Wie überschminke ich meine Pickel? Wie flechte ich meine Haare? Wie wird das neue Videospiel gespielt und wie komme ich bei meiner Clique am besten an? Das sind die Probleme vieler junger Mädchen und Jungs. Früher hingen die Vorbilder als Poster an den Wänden und die Antworten auf brennende Fragen las man in der „Bravo“. Die Stars von heute heißen Gronkh, LeFloid oder Bibi von „BibisBeautyPalace“ und sind im Internet auf YouTube und Co. zu finden. Sie sind wie große Schwestern oder Brüder die die Kinder und Jugendlichen beim Erwachsenwerden begleiten. „Viele Eltern mögen verständnislos reagieren, wenn sie sich die YouTube-Videos dieser Social-Media-Stars anschauen“, weiß Oberkalmsteiner. Dort filmt sich Gronkh, wie er ein Videospiel spielt und kommentiert. Bibi sitzt in einem ganz normalen Zimmer und beantwortet Fragen ihrer Abonnenten, wie es eben auch eine große Schwester tun würde oder sie stellt ein neues Beauty-Produkt vor. „Die Klick-Anzahl spricht eine ganz deutliche Sprache: An die 12 Millionen Mal wurden manche Videos auf Bibis Kanal angesehen. Von solchen Einschaltquoten können Fernsehsender nur träumen. Im Vergleich: Ein erfolgreicher ,Tatort‘ kommt auf eine Reichweite von ‚nur‘ etwa 9 Millionen Zuschauern.“
Vertrauensbasis aufbauen und Kinder begleiten
Für Eltern sei gerade YouTube eine gute Gelegenheit ins Gespräch zu kommen, erklärte der Medienexperte: „Fragt man Kinder, welche YouTube-Stars ihnen gefallen, prasselt es aus ihnen heraus und man merkt: Kinder sind oft froh, mit Erwachsenen über ihre Interessen und über ihre Online-Aktivität reden zu können.
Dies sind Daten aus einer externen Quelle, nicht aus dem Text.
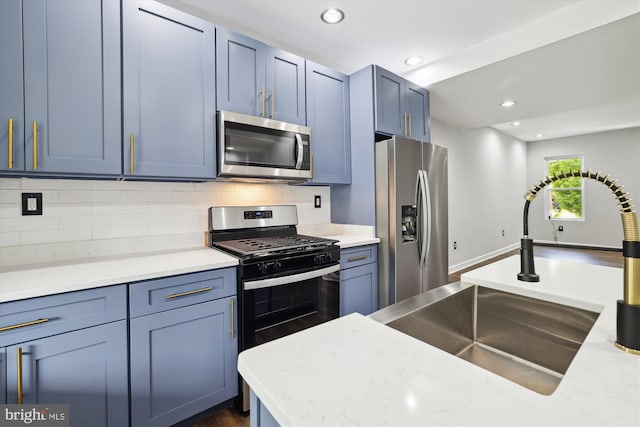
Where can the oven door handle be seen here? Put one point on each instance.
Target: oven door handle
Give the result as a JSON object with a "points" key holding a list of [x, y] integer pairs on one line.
{"points": [[284, 280]]}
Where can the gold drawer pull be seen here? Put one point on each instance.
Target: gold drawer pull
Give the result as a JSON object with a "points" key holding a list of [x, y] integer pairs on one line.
{"points": [[35, 145], [22, 325], [183, 294], [19, 357], [11, 143], [131, 153], [233, 327]]}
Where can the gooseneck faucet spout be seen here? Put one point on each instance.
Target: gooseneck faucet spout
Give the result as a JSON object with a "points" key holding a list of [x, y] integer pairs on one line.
{"points": [[628, 314]]}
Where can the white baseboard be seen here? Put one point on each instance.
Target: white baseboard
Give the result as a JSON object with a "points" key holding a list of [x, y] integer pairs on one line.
{"points": [[473, 261]]}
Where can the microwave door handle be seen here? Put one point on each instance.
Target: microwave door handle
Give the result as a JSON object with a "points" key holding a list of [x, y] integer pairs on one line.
{"points": [[292, 278], [299, 151]]}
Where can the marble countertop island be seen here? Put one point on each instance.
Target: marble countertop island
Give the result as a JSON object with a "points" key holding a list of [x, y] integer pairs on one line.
{"points": [[35, 280], [354, 371]]}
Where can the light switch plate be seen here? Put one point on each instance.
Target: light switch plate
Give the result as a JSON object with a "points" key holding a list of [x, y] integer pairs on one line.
{"points": [[31, 203]]}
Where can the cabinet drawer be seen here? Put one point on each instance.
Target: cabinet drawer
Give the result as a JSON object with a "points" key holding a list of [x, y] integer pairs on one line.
{"points": [[36, 318], [360, 255], [157, 295]]}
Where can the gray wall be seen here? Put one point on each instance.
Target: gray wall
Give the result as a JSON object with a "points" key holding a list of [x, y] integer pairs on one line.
{"points": [[487, 179], [616, 153]]}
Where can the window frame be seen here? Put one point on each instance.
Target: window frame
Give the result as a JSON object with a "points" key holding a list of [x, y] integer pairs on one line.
{"points": [[547, 191]]}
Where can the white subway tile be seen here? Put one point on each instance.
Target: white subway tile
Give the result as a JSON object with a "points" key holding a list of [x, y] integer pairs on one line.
{"points": [[120, 231], [28, 223], [72, 196], [9, 183], [11, 238], [119, 209], [53, 236], [10, 211]]}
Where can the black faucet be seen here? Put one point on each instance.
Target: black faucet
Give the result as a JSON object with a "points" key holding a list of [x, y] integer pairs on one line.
{"points": [[628, 314]]}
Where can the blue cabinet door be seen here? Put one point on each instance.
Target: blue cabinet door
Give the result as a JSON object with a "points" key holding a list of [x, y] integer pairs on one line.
{"points": [[72, 87], [286, 86], [241, 71], [256, 79], [169, 92], [86, 369], [329, 119], [11, 87], [359, 289], [183, 361], [3, 375], [390, 113], [417, 105], [401, 107]]}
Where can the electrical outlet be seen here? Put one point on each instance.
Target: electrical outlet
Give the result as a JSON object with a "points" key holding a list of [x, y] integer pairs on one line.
{"points": [[31, 203]]}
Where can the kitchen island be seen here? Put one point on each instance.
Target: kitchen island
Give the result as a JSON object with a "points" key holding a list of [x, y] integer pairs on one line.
{"points": [[356, 371]]}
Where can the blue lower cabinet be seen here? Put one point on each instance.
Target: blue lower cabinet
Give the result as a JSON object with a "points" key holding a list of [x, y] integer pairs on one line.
{"points": [[86, 369], [183, 361], [359, 280], [3, 373]]}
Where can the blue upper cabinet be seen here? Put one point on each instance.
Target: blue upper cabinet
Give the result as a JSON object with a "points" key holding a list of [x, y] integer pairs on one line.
{"points": [[64, 105], [256, 79], [169, 92], [328, 117], [11, 88], [401, 107]]}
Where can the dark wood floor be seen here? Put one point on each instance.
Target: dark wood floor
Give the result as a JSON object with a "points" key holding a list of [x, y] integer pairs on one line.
{"points": [[230, 417]]}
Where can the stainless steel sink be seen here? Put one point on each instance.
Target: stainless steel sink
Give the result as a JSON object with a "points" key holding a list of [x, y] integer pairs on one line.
{"points": [[526, 340]]}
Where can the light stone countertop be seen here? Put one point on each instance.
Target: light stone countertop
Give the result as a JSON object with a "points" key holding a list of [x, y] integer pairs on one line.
{"points": [[358, 372], [74, 275], [41, 280]]}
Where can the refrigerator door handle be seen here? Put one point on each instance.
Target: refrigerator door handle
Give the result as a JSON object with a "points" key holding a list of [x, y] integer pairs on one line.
{"points": [[418, 204], [423, 218], [427, 215]]}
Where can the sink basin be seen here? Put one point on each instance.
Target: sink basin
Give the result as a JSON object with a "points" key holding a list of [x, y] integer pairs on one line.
{"points": [[526, 340]]}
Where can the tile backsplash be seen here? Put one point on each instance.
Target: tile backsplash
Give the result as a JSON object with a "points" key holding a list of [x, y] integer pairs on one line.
{"points": [[89, 218]]}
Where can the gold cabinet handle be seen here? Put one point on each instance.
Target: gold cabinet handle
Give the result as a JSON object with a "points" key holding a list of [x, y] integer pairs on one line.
{"points": [[273, 105], [131, 152], [262, 101], [19, 357], [184, 294], [404, 123], [22, 325], [10, 142], [233, 333], [35, 145]]}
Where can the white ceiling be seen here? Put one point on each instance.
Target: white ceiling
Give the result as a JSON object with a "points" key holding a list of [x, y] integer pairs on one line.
{"points": [[572, 65]]}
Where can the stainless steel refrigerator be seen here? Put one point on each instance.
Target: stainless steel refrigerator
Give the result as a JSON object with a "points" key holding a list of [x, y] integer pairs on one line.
{"points": [[411, 218]]}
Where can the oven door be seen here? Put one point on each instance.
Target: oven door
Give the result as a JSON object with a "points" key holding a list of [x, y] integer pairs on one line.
{"points": [[279, 306], [262, 148]]}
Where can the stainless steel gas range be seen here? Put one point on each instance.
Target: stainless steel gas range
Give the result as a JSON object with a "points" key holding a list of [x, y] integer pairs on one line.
{"points": [[287, 282]]}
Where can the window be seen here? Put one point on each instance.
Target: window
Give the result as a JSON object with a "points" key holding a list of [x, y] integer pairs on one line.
{"points": [[564, 196]]}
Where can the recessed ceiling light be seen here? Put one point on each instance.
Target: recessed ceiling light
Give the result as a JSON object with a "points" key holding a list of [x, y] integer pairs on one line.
{"points": [[332, 16], [413, 60]]}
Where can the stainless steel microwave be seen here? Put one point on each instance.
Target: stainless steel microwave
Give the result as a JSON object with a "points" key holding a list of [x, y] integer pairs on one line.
{"points": [[255, 147]]}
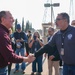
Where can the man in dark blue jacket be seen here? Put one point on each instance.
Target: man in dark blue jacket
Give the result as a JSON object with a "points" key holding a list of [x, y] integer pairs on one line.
{"points": [[64, 40], [20, 39]]}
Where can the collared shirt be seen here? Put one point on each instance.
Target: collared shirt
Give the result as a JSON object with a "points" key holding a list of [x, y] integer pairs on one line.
{"points": [[6, 52]]}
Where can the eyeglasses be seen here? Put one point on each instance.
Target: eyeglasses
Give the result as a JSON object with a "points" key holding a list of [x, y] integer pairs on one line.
{"points": [[58, 19]]}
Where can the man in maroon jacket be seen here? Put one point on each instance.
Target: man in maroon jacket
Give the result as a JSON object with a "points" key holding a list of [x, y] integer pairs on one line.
{"points": [[6, 51]]}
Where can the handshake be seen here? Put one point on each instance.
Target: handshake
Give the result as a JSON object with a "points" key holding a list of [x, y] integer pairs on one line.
{"points": [[30, 58]]}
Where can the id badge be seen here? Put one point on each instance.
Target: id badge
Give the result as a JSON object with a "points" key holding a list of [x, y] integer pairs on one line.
{"points": [[62, 51]]}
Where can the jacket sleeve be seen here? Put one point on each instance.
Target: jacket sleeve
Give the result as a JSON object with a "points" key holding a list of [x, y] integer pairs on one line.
{"points": [[42, 50]]}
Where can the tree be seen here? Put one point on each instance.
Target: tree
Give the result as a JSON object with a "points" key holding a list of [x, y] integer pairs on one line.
{"points": [[22, 24], [27, 26], [16, 21]]}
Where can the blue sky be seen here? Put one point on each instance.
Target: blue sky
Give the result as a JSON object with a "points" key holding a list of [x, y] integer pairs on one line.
{"points": [[33, 10]]}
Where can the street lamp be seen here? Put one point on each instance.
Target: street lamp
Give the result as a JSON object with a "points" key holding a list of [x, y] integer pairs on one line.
{"points": [[51, 5]]}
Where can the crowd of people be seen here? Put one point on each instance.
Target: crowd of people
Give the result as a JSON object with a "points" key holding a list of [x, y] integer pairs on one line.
{"points": [[19, 47]]}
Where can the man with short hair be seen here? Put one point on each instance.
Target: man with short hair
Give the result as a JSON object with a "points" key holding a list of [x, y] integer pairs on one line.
{"points": [[20, 38], [64, 40], [6, 52], [53, 61]]}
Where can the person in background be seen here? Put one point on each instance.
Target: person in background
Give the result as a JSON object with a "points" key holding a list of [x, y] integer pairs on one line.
{"points": [[35, 44], [64, 40], [13, 47], [53, 61], [6, 52], [29, 35], [20, 39]]}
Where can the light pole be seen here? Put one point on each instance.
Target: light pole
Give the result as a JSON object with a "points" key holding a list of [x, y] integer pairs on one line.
{"points": [[51, 5]]}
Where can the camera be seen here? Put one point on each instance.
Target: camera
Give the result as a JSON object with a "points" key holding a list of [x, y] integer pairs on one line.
{"points": [[34, 37]]}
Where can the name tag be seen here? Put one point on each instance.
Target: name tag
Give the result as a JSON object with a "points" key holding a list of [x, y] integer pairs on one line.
{"points": [[62, 51]]}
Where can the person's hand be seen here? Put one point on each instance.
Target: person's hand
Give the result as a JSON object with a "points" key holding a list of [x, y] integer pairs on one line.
{"points": [[51, 57], [29, 59]]}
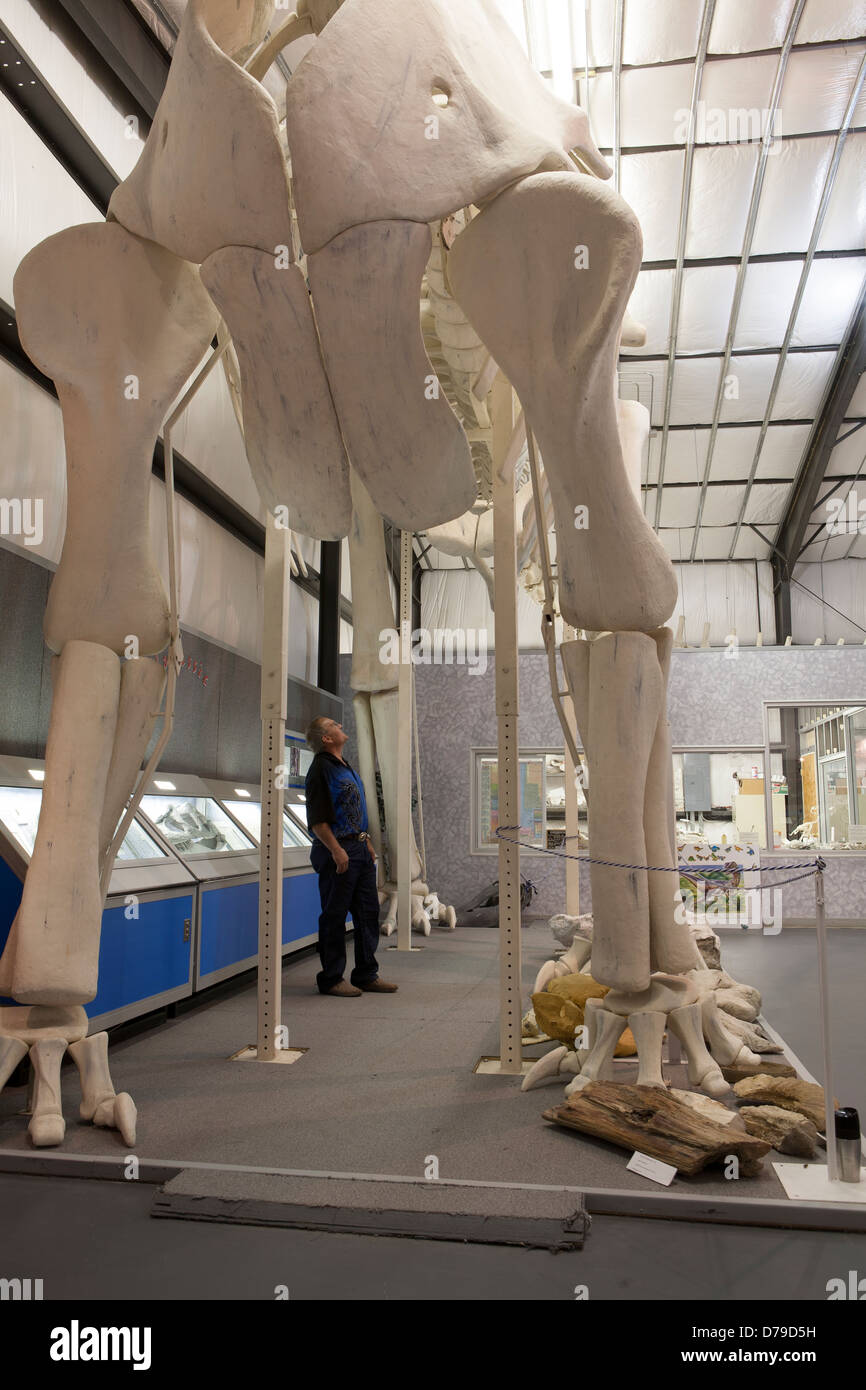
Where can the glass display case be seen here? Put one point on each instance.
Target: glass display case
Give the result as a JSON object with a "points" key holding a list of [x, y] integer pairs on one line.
{"points": [[822, 749], [249, 815], [20, 809], [195, 824]]}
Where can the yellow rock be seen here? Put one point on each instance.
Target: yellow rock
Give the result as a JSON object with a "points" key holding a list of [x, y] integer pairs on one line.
{"points": [[559, 1009]]}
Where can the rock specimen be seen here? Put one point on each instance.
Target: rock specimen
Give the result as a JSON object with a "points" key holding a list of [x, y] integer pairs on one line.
{"points": [[788, 1132], [651, 1121], [559, 1009], [790, 1093], [712, 1109], [741, 1070]]}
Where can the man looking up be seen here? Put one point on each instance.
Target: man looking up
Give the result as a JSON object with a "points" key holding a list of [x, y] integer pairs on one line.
{"points": [[344, 858]]}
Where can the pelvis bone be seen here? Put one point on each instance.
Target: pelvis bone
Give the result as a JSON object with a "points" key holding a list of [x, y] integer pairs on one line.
{"points": [[364, 95]]}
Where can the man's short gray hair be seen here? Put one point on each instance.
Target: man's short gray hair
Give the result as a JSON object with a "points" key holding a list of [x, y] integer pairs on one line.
{"points": [[314, 733]]}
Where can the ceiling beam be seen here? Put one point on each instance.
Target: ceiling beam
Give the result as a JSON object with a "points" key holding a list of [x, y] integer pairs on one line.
{"points": [[124, 42], [804, 494]]}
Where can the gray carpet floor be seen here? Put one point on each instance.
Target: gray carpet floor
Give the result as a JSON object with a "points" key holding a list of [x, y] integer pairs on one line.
{"points": [[388, 1080]]}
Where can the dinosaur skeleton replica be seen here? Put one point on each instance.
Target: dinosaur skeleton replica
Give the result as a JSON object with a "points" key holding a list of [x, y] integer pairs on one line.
{"points": [[401, 113]]}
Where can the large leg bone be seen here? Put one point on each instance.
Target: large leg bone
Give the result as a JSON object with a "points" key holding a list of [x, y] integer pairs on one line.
{"points": [[374, 615], [672, 945], [364, 93], [366, 295], [617, 697], [47, 1125], [141, 692], [211, 173], [120, 325], [99, 1101], [56, 948], [289, 426], [569, 249]]}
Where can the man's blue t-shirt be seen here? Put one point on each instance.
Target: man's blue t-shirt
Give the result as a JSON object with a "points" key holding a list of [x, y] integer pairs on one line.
{"points": [[335, 795]]}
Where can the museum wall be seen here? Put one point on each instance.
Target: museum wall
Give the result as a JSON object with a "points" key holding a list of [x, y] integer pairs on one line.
{"points": [[715, 701]]}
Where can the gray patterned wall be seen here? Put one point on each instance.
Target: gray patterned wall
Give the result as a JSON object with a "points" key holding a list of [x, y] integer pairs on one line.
{"points": [[713, 699]]}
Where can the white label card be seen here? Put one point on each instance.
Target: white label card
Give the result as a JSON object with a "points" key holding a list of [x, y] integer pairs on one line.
{"points": [[652, 1168]]}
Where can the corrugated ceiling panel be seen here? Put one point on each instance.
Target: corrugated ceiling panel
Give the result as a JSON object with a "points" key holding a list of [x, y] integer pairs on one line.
{"points": [[847, 458], [766, 505], [786, 221], [831, 20], [647, 41], [816, 89], [722, 180], [783, 449], [831, 289], [102, 117], [36, 196], [858, 401], [722, 506], [740, 28], [651, 306], [705, 307], [845, 221], [652, 184], [679, 506]]}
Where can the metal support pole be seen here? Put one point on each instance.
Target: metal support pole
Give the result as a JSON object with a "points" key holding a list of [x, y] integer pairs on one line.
{"points": [[328, 616], [505, 641], [823, 998], [274, 684], [405, 751]]}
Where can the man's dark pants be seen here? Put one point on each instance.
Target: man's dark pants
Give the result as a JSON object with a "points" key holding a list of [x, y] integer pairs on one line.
{"points": [[352, 891]]}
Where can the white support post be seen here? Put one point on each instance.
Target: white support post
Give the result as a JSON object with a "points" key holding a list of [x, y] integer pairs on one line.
{"points": [[572, 805], [274, 683], [823, 997], [405, 751], [505, 641]]}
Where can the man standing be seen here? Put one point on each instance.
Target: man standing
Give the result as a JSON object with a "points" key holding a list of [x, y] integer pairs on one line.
{"points": [[344, 858]]}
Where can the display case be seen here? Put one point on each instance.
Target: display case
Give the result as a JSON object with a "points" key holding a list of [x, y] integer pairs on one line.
{"points": [[146, 941]]}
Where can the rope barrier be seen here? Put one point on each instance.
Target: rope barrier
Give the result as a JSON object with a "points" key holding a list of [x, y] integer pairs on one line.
{"points": [[684, 870]]}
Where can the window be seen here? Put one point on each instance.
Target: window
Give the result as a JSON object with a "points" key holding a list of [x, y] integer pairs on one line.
{"points": [[542, 799], [822, 752]]}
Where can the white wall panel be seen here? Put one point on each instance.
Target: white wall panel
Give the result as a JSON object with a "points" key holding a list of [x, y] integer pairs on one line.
{"points": [[722, 180], [831, 20], [100, 114], [36, 196], [652, 184], [816, 89], [705, 307], [783, 449], [740, 28], [840, 583], [32, 460], [791, 193]]}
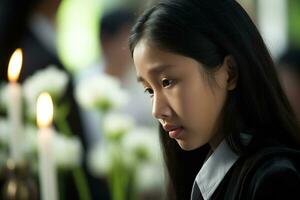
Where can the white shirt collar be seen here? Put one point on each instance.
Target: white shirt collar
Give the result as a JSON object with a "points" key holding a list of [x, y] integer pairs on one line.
{"points": [[214, 169]]}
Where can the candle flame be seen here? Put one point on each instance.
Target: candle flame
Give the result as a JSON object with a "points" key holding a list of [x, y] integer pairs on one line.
{"points": [[14, 66], [44, 110]]}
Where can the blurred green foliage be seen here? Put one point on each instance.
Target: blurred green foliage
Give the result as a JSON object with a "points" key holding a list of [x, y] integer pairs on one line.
{"points": [[294, 22]]}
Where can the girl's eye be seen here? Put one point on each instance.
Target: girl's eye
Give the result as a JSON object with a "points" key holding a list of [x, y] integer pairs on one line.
{"points": [[166, 82], [149, 91]]}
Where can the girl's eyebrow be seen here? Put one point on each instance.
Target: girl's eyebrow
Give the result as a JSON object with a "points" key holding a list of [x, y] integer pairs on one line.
{"points": [[155, 70]]}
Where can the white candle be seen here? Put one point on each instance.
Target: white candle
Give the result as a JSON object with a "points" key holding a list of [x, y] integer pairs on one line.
{"points": [[47, 170], [15, 106]]}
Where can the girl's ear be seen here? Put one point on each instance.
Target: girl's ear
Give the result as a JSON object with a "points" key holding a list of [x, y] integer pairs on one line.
{"points": [[232, 70]]}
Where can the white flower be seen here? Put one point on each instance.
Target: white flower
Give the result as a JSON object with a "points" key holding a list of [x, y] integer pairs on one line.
{"points": [[4, 131], [67, 151], [142, 144], [116, 125], [51, 80], [3, 159], [102, 92], [99, 159], [29, 145]]}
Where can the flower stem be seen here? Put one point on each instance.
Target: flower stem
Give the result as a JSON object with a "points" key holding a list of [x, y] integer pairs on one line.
{"points": [[81, 184]]}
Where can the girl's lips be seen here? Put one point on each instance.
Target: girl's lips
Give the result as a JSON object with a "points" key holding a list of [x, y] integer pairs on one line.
{"points": [[176, 133]]}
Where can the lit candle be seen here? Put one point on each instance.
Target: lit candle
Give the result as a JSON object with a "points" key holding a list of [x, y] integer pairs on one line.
{"points": [[15, 105], [47, 171]]}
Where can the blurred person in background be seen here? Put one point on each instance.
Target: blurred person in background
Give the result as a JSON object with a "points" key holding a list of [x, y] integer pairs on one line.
{"points": [[114, 30], [289, 72]]}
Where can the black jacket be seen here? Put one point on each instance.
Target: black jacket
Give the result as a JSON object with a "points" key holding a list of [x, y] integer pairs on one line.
{"points": [[270, 173]]}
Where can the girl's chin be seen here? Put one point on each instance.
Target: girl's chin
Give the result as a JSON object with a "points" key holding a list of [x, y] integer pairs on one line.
{"points": [[184, 145]]}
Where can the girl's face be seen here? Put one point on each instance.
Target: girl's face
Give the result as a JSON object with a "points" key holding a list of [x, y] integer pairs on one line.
{"points": [[184, 102]]}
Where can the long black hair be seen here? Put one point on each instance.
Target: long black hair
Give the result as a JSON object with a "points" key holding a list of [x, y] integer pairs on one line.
{"points": [[208, 31]]}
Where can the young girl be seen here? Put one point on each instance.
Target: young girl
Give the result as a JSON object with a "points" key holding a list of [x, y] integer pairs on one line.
{"points": [[226, 127]]}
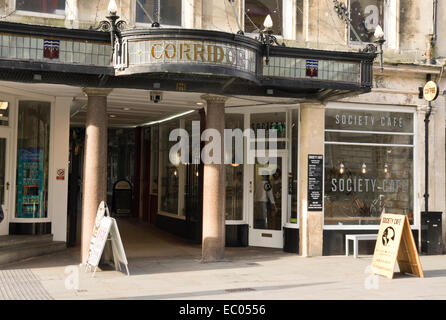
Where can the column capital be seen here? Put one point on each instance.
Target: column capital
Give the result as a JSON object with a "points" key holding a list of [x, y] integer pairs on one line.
{"points": [[314, 105], [213, 98], [99, 92]]}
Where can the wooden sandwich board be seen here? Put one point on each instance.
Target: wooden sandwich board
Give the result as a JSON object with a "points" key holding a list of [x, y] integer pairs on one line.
{"points": [[105, 228], [395, 243]]}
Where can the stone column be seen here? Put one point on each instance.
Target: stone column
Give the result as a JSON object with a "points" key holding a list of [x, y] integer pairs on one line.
{"points": [[94, 186], [213, 242], [312, 123]]}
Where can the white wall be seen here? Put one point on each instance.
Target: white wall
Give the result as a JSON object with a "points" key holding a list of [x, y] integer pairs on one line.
{"points": [[58, 189]]}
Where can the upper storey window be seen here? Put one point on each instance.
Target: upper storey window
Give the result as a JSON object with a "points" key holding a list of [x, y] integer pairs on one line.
{"points": [[41, 6], [168, 11], [366, 15], [257, 10]]}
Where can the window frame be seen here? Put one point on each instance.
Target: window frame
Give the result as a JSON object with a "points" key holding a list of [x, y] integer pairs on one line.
{"points": [[416, 178], [22, 12], [286, 34], [390, 25]]}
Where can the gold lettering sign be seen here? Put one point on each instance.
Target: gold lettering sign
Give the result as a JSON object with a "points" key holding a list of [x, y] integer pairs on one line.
{"points": [[430, 91], [192, 51]]}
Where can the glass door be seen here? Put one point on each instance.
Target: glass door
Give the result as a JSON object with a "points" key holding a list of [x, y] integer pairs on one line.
{"points": [[268, 193]]}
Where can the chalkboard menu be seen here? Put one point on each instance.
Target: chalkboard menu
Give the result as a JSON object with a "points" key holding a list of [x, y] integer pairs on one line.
{"points": [[315, 166]]}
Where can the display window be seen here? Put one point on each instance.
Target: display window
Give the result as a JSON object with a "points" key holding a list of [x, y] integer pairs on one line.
{"points": [[258, 10], [234, 173], [42, 6], [169, 11], [33, 139], [4, 113], [369, 166]]}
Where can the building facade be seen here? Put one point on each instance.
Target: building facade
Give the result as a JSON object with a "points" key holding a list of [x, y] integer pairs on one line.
{"points": [[349, 145]]}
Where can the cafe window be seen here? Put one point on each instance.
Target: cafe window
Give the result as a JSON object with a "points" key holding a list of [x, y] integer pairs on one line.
{"points": [[154, 141], [293, 155], [368, 166], [33, 148], [170, 11], [169, 172], [365, 16], [4, 113], [257, 10], [121, 157], [42, 6], [234, 173]]}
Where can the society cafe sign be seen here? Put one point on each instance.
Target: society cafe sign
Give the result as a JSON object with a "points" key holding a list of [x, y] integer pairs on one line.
{"points": [[430, 91], [395, 243]]}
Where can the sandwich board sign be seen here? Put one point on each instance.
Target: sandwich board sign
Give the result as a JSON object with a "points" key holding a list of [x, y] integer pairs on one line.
{"points": [[106, 228], [395, 243]]}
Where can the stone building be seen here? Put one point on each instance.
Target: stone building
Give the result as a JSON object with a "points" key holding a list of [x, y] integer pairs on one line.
{"points": [[349, 128]]}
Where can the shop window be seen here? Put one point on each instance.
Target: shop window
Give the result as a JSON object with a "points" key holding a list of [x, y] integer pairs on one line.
{"points": [[234, 173], [169, 173], [293, 155], [192, 192], [42, 6], [33, 140], [121, 158], [366, 15], [368, 166], [4, 113], [154, 140], [257, 10], [269, 121], [169, 11]]}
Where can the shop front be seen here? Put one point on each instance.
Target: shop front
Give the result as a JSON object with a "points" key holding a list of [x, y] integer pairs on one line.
{"points": [[32, 174], [239, 82], [369, 169]]}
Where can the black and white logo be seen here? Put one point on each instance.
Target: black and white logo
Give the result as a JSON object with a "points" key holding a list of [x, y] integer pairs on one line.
{"points": [[388, 236]]}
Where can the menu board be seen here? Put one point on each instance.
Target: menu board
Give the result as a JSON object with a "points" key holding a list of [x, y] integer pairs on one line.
{"points": [[315, 166], [30, 193]]}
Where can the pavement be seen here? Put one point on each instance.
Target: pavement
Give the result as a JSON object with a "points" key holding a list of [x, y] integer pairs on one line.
{"points": [[165, 267]]}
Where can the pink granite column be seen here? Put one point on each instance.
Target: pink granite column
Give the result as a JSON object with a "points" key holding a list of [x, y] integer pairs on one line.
{"points": [[213, 242], [94, 186]]}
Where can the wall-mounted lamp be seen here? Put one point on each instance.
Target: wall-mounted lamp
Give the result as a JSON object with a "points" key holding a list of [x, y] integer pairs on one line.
{"points": [[364, 168], [344, 14], [112, 25], [267, 38]]}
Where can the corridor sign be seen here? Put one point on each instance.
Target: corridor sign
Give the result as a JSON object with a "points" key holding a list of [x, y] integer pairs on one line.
{"points": [[395, 243]]}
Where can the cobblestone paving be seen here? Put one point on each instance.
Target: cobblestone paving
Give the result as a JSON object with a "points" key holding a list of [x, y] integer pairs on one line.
{"points": [[21, 284]]}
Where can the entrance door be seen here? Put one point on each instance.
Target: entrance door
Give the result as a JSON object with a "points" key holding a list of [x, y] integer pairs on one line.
{"points": [[4, 182], [268, 198]]}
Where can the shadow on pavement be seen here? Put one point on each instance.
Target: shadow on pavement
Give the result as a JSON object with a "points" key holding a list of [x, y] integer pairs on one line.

Dieses Interesse ist enorm wichtig. Wenn Kinder merken, dass man mit den Eltern durchaus über Snapchat, Instagram und Co. reden kann, desto eher werden sie auch zu ihnen kommen, wenn ihnen im Internet etwas Unangenehmes passiert. Dieses Interesse ist enorm wichtig. Damit eine gute Vertrauensbasis entsteht, sollten Eltern ihre Kinder im Umgang mit digitalen Medien von Beginn an begleiten. Dabei gilt: Je jünger die Kinder, desto mehr Begleitung ist nötig. Wenn ich meinem Kind ein Smartphone kaufe und erst ein Jahr später Regeln vorgebe, wird es dafür zu spät sein.“
Oberkalmsteiners Empfehlung: Medienzeiten einzuführen, das Wlan abends auszuschalten und Kindern das Smartphone vor dem Schlafengehen abzunehmen. Gerade beim Einschlafen oder während der Hausaufgaben sei Ablenkung durch das Smartphone ein großes Problem. „Das Internet kann man nicht fertig lesen. Es bietet ständig neue Informationen. Davon fühlen sich viele Kinder abgelenkt und sie sind in ihrer Entwicklung noch nicht soweit, sich selbst zu regulieren – das ist Aufgabe der Erwachsenen.“ Außerdem: Anstatt die Aktivität auf sozialen Netzwerken, wie etwa Facebook zu verbieten, können Eltern auch mit ihren Kindern ein Profil erstellen und die vielen Möglichkeiten und Funktionen gemeinsam entdecken.“
Eltern haben Vorbildfunktion
„Wir dürfen uns nicht wundern, dass das Smartphone von Kindern als extrem spannendes und wichtiges Gerät wahrgenommen wird“, erklärte Oberkalmsteiner. „Schon früh lernt ein Kind, dass es da ein Gerät gibt, das Mama und Papa ganz oft verwenden. Sie sprechen hinein, sie schauen es an und manchmal ist das Gerät in der Wahrnehmung des Kindes sogar wichtiger als es selbst, wenn es etwa ruhig sein muss, wenn Mama oder Papa telefonieren.“ Eltern haben hier Vorbildfunktion und müssen sich dessen stets bewusst sein.